Data Centers Are Becoming Big Polluters, Study Finds - Bits - Technology - New York Times Blog
Data Centers Are Becoming Big Polluters, Study FindsBy Steve Lohr
The world’s data centers are projected to surpass the airline industry as a greenhouse gas polluter by 2020, according to a new study by McKinsey & Co.
Over that time, the carbon dioxide emissions attributable to the electricity consumed by fast-expanding data centers will rise fourfold, the study estimates. The greenhouse gas impact of data centers is “not yet counted and likely to be very significant,” said William Forrest, the lead McKinsey consultant on the report.
The study, released on Wednesday at the Green Enterprise Computing Symposium in Orlando, Fla., mainly focuses on the cost- and energy-saving opportunities being squandered today in corporate and government data centers.
For example, computer servers are used at only 6 percent of their capacity on average, while data center facilities as a whole are used at 56 percent of peak performance. In other words, if data centers were hotels, they would be bankrupt and shut down instead of growing like kudzu. ...
Comments (1)
This Times article is pretty sloppy.
There's no doubt that data center energy consumption is going up as society becomes more data intensive. But the services driving this expansion provide value too.
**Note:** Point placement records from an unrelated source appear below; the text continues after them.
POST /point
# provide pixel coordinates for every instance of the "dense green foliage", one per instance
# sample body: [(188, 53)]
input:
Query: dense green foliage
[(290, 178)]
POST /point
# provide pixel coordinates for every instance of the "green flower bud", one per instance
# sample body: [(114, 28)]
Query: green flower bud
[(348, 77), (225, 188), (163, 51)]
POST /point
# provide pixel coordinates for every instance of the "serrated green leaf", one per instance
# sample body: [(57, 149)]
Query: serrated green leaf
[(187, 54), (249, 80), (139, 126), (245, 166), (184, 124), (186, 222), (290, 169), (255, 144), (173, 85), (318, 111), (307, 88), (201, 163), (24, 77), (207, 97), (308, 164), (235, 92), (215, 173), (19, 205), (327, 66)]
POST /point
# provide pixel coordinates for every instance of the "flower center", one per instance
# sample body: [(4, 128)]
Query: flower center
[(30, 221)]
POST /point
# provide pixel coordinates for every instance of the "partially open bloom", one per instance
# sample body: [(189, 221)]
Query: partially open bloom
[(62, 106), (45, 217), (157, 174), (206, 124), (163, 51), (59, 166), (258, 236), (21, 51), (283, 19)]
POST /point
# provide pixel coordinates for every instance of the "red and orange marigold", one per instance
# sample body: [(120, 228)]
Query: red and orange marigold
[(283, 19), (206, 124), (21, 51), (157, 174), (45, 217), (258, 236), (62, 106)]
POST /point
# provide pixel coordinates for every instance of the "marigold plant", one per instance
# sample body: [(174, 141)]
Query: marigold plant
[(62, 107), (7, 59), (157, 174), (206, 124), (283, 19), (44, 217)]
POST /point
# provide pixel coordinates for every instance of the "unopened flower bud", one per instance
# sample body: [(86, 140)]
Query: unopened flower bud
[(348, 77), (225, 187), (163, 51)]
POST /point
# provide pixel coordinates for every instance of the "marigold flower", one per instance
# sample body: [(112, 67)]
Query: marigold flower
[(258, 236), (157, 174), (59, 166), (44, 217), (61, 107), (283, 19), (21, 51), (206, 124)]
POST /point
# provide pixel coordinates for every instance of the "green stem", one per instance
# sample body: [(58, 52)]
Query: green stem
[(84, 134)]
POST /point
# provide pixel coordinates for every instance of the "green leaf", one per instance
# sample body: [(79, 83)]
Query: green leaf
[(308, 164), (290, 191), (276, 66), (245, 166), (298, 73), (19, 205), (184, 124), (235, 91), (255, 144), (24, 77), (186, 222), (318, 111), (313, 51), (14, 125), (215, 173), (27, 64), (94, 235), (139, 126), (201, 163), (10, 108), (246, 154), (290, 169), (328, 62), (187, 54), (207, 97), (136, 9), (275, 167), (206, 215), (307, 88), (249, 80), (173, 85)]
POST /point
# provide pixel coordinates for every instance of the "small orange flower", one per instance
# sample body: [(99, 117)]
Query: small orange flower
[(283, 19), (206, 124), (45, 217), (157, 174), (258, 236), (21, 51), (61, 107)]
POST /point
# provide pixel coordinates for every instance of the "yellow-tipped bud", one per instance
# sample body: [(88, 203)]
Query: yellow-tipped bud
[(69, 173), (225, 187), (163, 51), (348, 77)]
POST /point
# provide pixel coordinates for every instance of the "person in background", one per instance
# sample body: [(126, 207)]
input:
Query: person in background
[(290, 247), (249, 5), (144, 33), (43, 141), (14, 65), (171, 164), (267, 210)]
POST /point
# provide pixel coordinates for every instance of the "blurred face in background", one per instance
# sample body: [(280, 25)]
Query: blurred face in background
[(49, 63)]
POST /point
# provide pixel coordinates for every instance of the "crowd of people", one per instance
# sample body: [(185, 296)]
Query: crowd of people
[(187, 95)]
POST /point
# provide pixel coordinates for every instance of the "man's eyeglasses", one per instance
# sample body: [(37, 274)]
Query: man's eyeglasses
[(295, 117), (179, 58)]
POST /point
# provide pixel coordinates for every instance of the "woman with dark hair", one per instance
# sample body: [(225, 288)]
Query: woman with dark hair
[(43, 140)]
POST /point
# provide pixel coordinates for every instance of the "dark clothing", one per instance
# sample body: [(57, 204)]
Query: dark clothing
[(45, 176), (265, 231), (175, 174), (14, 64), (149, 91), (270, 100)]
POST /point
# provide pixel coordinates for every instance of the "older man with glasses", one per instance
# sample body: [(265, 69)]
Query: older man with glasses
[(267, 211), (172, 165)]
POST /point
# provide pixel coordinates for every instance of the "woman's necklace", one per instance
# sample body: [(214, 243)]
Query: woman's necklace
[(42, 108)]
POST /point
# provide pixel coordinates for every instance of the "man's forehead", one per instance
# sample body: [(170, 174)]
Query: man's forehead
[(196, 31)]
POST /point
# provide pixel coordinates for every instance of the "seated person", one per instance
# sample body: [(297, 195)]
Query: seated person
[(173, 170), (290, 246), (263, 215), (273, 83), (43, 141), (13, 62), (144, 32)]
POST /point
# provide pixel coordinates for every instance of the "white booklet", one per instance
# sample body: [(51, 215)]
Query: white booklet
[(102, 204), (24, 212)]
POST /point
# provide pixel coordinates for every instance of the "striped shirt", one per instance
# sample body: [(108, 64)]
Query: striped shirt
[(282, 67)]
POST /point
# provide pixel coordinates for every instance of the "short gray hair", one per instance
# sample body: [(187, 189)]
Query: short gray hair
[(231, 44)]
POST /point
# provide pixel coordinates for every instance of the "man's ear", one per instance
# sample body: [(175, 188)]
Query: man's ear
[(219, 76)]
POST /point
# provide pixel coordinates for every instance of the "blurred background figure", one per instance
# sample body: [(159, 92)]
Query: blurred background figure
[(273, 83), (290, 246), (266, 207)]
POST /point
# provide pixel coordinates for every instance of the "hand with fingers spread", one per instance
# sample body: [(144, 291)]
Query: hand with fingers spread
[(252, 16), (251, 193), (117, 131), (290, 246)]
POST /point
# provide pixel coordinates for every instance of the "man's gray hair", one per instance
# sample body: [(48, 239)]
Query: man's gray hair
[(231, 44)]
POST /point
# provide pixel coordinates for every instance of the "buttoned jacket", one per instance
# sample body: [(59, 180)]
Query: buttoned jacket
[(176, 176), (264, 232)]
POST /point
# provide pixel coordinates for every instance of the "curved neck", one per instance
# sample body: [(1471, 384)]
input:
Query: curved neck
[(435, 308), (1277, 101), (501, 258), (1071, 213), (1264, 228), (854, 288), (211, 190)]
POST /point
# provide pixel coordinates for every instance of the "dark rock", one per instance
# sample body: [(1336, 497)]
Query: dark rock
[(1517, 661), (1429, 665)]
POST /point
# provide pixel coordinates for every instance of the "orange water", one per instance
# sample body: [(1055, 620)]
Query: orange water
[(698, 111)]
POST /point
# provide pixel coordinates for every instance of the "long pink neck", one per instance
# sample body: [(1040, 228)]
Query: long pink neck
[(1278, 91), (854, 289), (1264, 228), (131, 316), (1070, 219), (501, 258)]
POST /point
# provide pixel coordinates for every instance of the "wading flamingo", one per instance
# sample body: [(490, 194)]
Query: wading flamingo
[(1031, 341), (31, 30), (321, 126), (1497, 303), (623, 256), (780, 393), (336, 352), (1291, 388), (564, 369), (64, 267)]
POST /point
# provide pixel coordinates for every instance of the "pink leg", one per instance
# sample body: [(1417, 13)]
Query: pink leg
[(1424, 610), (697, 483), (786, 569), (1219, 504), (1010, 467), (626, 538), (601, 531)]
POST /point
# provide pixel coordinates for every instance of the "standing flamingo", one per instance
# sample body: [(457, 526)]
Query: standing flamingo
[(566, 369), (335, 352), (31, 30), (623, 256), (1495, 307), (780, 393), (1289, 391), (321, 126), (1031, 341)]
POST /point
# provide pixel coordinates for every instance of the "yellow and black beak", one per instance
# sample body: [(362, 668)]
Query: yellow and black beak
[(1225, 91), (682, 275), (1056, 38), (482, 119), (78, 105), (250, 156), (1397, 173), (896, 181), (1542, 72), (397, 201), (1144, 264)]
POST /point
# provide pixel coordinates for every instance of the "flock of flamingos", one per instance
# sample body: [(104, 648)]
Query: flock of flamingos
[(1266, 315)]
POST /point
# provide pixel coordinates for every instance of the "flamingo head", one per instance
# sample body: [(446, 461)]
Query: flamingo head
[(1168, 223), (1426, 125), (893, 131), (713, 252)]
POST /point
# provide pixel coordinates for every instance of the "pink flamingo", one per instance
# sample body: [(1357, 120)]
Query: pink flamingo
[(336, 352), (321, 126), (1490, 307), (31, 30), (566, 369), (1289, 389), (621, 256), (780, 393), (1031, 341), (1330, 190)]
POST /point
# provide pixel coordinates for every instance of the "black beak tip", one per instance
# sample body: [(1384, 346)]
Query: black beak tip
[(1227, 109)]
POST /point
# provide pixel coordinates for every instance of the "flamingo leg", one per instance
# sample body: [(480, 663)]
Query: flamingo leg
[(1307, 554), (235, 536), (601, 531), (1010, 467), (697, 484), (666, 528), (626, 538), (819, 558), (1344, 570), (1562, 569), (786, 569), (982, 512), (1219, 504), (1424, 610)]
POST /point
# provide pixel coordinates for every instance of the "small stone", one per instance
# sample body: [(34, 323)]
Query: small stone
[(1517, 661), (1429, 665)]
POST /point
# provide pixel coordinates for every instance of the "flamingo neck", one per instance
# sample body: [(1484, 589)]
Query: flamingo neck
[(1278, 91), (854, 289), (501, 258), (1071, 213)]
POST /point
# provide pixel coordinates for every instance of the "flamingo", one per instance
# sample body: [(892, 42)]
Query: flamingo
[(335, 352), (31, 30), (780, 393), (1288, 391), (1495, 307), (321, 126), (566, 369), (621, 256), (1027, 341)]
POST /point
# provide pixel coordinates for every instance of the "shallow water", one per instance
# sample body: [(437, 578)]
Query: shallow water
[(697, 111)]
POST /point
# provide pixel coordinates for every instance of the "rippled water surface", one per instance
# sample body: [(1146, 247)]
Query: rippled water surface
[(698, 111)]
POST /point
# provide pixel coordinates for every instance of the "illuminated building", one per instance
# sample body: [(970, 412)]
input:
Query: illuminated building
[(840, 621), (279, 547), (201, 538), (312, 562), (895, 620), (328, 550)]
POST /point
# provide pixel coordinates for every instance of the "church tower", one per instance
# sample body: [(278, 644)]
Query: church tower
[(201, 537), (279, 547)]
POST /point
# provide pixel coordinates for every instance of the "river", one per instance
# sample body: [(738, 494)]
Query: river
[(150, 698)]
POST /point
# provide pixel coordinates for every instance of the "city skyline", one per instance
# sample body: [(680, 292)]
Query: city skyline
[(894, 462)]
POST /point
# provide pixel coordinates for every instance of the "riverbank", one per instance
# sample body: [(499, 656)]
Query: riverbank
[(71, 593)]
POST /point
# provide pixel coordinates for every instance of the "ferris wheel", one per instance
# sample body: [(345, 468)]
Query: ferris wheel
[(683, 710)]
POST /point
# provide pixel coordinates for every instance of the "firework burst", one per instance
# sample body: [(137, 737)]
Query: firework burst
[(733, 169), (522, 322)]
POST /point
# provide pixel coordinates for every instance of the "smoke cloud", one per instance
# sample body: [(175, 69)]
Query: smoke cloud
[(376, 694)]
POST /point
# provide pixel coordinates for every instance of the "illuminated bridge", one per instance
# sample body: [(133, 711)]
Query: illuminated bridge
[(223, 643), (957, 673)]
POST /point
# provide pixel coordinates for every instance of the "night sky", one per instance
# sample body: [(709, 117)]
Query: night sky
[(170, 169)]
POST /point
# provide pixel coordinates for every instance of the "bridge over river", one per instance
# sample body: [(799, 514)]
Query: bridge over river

It's also important to note that whether a data center is used at peak capacity is a poor indicator of whether energy is being wasted. For several years now server systems have offered a variety of low-power states, formalized in a standard called ACPI, and large data center operators such as Google use these aggressively to step down power to the minimum needed to meet demand. This includes putting unneeded machines to sleep. As data centers are upgraded and software for managing data centers matures, these new technologies will become pervasive. As comments on the Times article point out, a lot of the inefficiency now is in the cooling of these data centers. Fortunately, there's innovative work going on to address this in ways that work with existing air cooling systems.